13

This code is from Hacker's Delight. It says this is the shortest such program in C and is 64 characters in length, but I don't understand it:

    main(a){printf(a,34,a="main(a){printf(a,34,a=%c%s%c,34);}",34);}

I tried to compile it. It compiles with 3 warnings and no error.

nobody
  • 19,814
  • 17
  • 56
  • 77
PDP
  • 143
  • 9
  • 8
    3 warnings and no error means successful compilation, why don't you run it? – Cestarian Apr 24 '15 at 01:30
  • 2
    @Cestarian The question isn't *what* does it do - it's *how* does it do it? Hence, the title. – Barry Apr 24 '15 at 01:35
  • 4
    This isn't actually the shortest program. The actual shortest is 0 bytes long. You can get the compiler to successfully compile a 0 byte c file into an executable. Running that exe results in 0 bytes being printed, which is the entire source code for the original program. – Grant Peters Apr 24 '15 at 01:43
  • 3
    @GrantPeters: You can? How? An empty source file is a valid translation unit, but not a valid source file. – Keith Thompson Apr 24 '15 at 02:03
  • @KeithThompson see http://stackoverflow.com/questions/17515790/does-compiling-an-empty-file-follow-the-c-standard for the ioccc entry that used this – Grant Peters Apr 24 '15 at 06:43
  • @GrantPeters: Apparently the empty source file isn't even used. – Keith Thompson Apr 24 '15 at 06:46
  • @KeithThompson It is, look at the make file for it. It's passed in to the compiler. To be fair, the entry did win for abusing the rules of the competition. – Grant Peters Apr 24 '15 at 06:48

4 Answers4

7

This program relies upon the assumptions that

  • return type of main is int
  • function's parameter type is int by default and
  • the argument a="main(a){printf(a,34,a=%c%s%c,34);}" will be evaluated first.

It will invoke undefined behavior.
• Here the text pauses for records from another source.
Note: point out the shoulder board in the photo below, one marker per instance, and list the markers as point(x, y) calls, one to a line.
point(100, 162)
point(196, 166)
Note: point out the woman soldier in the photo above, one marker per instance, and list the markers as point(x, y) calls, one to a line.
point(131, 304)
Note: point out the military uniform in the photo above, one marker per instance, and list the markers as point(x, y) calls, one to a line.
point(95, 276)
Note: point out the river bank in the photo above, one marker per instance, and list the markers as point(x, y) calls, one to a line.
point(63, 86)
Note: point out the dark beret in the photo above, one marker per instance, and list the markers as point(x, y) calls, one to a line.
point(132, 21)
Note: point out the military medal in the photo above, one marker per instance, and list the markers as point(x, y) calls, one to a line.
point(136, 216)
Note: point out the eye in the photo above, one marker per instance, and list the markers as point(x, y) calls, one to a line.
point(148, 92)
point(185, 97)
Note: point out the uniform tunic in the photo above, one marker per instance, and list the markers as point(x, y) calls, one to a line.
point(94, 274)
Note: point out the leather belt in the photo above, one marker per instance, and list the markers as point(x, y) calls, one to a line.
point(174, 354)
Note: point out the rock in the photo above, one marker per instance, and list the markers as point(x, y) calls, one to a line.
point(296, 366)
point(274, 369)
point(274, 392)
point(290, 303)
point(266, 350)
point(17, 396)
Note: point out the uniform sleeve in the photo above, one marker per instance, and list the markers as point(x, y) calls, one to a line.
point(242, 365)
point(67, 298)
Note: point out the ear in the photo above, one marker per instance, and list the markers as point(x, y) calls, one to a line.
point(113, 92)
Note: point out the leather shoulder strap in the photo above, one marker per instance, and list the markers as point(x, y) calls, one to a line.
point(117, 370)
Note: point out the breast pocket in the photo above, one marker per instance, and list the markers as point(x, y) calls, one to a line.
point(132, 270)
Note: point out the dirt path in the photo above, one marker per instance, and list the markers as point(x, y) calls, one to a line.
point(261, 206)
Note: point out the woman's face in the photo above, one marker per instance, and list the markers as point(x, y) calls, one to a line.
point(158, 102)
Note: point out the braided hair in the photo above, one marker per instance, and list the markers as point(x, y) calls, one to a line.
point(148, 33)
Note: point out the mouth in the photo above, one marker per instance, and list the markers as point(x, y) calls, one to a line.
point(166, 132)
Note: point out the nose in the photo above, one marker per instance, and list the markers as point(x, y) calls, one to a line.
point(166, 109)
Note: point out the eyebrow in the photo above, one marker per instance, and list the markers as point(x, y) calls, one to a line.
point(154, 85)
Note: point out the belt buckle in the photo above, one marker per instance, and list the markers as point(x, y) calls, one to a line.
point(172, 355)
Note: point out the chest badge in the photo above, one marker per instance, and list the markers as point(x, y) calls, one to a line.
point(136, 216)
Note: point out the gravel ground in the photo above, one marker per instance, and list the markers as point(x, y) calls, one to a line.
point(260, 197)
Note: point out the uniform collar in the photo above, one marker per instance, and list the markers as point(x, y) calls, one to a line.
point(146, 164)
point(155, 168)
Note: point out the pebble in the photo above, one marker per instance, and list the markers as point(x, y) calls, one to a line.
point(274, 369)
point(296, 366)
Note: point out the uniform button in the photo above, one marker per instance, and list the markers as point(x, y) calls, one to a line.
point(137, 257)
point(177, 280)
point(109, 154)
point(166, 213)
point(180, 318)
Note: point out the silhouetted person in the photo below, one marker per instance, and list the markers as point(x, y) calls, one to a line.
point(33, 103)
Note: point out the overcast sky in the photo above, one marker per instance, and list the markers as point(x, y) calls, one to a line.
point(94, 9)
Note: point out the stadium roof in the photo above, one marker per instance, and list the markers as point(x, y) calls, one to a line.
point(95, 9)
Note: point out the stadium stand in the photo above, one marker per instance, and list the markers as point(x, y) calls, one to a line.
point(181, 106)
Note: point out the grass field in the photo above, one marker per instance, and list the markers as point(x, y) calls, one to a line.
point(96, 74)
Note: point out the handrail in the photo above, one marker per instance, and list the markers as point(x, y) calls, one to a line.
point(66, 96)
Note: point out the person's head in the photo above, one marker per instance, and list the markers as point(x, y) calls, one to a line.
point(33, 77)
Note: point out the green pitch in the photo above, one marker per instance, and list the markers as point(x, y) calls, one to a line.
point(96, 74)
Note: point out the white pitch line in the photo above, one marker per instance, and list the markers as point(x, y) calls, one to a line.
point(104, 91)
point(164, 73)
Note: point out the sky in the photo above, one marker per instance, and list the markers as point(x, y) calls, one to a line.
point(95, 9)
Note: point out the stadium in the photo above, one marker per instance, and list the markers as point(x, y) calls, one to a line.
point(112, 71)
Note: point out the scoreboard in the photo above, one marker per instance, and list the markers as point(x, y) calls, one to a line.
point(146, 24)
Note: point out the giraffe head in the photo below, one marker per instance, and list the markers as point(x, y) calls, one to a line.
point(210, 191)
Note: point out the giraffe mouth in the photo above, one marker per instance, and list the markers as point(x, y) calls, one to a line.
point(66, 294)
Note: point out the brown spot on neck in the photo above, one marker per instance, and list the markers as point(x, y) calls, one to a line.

Order of evaluation of arguments of a function is not guaranteed in C.
Albeit, this program works as follows:

The assignment expression a="main(a){printf(a,34,a=%c%s%c,34);}" will assign the string "main(a){printf(a,34,a=%c%s%c,34);}" to a and the value of the assignment expression would be "main(a){printf(a,34,a=%c%s%c,34);}" too as per C standard --C11: 6.5.16

An assignment operator stores a value in the object designated by the left operand. An assignment expression has the value of the left operand after the assignment [...]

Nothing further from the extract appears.